Tuesday, December 18, 2012

Simulating the effectiveness of guns

As far back as I can remember, any time there is a mass shooting, there are always these two generic responses, among many others: "gun control/ban would have prevented it" and "more guns would have prevented it."  The general logic of each is that one tries to stop the shooter from ever becoming a shooter and the other tries to stop the shooter once he's started.  Of course no law has the total intended effect, so the first idea would in practice act as a reducer, not eliminator.  And the second, well that's what this post is about.

Why not run some simulations of the effect of particular staff having weapons available?

Make someone the shooter.  Make a bunch of people students or whoever is the victim in the particular incident.  Make a few people the armed but otherwise normal members.  The shooter tries to maximize body count or reach some goal and escape, whatever was the goal at a particular incident.  The victims try to survive.  The armed members try to keep victims alive.

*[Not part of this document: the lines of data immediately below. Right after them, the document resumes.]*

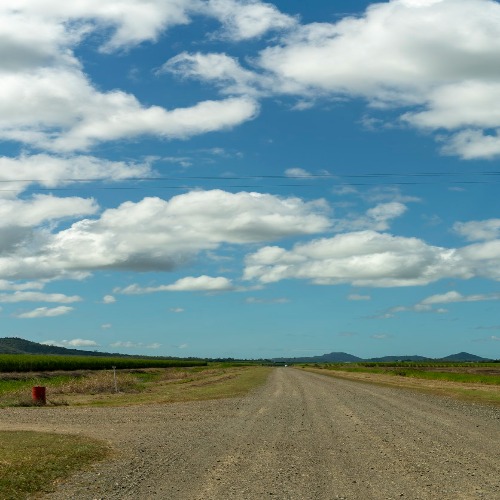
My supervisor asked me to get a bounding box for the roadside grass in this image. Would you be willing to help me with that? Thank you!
[0,364,271,407]
[0,364,272,500]
[300,365,500,406]
[0,431,110,500]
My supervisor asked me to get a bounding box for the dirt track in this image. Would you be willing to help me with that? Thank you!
[0,368,500,500]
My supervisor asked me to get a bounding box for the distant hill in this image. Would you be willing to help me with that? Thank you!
[0,337,176,359]
[366,355,434,363]
[272,352,491,363]
[439,352,489,361]
[272,352,363,363]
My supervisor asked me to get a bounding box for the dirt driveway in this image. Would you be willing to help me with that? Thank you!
[0,368,500,500]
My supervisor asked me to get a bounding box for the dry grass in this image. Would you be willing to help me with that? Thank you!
[0,431,109,500]
[303,367,500,406]
[0,366,269,406]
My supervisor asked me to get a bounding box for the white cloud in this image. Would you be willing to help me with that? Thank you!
[169,307,184,314]
[0,280,44,291]
[421,291,500,305]
[0,194,98,260]
[165,0,500,158]
[15,306,73,318]
[453,219,500,241]
[244,231,470,287]
[0,68,258,152]
[285,167,313,179]
[0,190,329,279]
[0,291,82,304]
[347,293,372,300]
[333,201,407,232]
[370,333,392,340]
[0,154,154,195]
[115,276,235,294]
[0,194,98,232]
[204,0,297,40]
[245,297,290,304]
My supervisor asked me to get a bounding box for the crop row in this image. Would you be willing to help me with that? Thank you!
[0,354,207,373]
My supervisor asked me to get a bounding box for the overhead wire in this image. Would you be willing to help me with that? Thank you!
[0,171,500,191]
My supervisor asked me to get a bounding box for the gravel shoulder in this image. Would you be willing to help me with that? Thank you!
[0,368,500,500]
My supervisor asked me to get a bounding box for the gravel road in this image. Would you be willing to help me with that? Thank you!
[0,368,500,500]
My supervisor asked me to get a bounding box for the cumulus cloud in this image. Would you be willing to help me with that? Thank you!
[0,190,330,279]
[421,291,500,305]
[333,201,407,232]
[165,0,500,158]
[285,167,313,179]
[169,307,184,314]
[0,280,44,291]
[245,297,290,304]
[245,231,473,287]
[0,291,82,304]
[376,290,500,319]
[0,68,258,152]
[453,219,500,241]
[15,306,73,319]
[347,293,372,300]
[0,194,98,259]
[0,0,304,152]
[115,276,235,292]
[207,0,297,40]
[0,154,154,195]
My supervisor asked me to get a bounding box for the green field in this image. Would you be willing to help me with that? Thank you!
[0,354,207,373]
[0,431,109,500]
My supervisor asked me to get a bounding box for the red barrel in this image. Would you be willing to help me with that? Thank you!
[31,386,47,405]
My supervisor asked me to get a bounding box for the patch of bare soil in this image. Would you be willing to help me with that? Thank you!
[0,368,500,500]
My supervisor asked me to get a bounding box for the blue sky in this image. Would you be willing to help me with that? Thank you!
[0,0,500,358]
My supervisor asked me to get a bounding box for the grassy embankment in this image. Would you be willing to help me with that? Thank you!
[0,358,271,500]
[0,431,109,500]
[301,362,500,406]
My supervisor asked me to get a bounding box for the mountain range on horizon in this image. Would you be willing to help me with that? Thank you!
[272,352,495,363]
[0,337,494,363]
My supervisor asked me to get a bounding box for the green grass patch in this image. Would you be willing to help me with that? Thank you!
[0,431,109,500]
[0,354,207,372]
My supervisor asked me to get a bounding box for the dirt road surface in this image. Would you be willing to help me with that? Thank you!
[0,368,500,500]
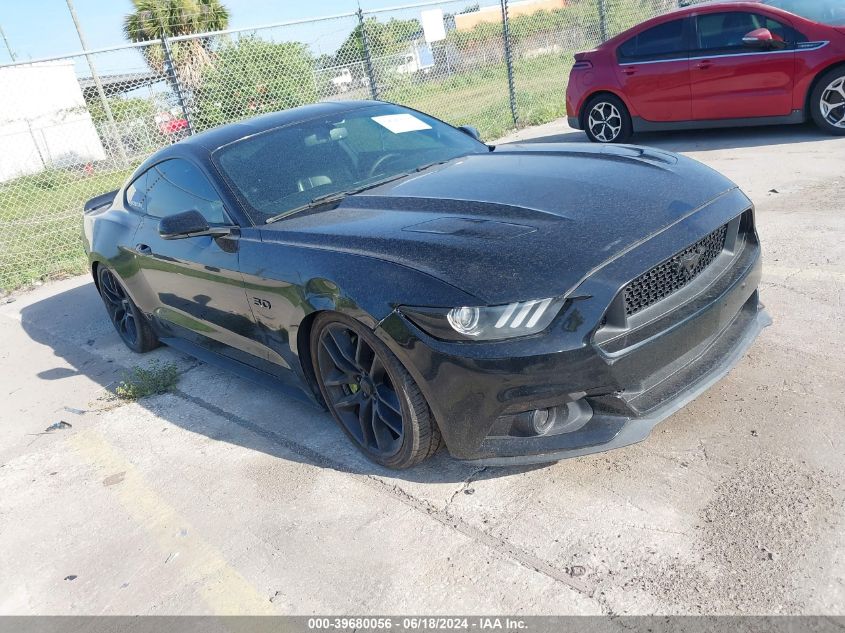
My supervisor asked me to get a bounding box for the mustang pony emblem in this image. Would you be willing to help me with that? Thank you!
[675,246,704,277]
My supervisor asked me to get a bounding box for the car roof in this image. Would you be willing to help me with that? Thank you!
[129,101,388,182]
[600,0,790,48]
[186,101,383,152]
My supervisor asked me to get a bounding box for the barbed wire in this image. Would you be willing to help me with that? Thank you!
[0,0,676,292]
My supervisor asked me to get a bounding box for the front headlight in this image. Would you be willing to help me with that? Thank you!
[399,297,566,341]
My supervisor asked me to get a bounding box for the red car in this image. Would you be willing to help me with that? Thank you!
[566,0,845,143]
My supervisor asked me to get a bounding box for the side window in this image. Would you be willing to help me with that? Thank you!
[126,171,150,213]
[696,11,805,54]
[146,158,228,224]
[617,18,687,62]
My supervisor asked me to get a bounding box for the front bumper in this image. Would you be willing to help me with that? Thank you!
[377,199,770,465]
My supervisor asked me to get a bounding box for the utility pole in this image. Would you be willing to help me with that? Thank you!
[0,24,17,62]
[67,0,128,165]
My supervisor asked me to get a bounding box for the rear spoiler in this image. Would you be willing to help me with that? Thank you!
[83,189,120,213]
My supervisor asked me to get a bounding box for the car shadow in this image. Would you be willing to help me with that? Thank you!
[20,283,544,484]
[508,123,841,152]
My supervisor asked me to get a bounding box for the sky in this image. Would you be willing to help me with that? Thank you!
[0,0,436,63]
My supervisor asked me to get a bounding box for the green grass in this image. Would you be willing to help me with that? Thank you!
[0,164,131,291]
[381,52,573,140]
[0,52,572,291]
[114,361,179,401]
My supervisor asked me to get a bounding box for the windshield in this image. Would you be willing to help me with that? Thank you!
[213,105,489,224]
[763,0,845,26]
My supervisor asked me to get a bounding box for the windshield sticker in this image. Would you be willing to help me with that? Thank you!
[373,113,431,134]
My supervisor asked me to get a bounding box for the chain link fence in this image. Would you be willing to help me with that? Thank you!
[0,0,677,292]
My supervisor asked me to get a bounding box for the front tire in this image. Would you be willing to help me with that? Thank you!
[97,265,160,354]
[583,94,632,143]
[810,67,845,136]
[311,313,442,469]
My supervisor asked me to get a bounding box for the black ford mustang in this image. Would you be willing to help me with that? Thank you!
[84,102,768,468]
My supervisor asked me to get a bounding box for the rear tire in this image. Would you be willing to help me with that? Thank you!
[810,67,845,136]
[97,264,160,354]
[583,94,633,143]
[311,312,442,469]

On the most basic level, it would be just a custom first-person shooter level.  If we want to make it more advanced, go all the way up to actual training exercises used by military and police, though obviously the first is a lot cheaper.

Run multiple trials.  That's key: get a sample of more than one, so we can see not just how a particular incident turns out, but how they turn out in general.  Find the trend.  See what the average is, just as we'd do in a scientific experiment.  That's the goal, to see whether adding guns helps, harms, or has no overall effect, in a manner similar to a drug trial.

 I would not make this open to the general public.  Making it a training ground for shooters would defeat the purpose.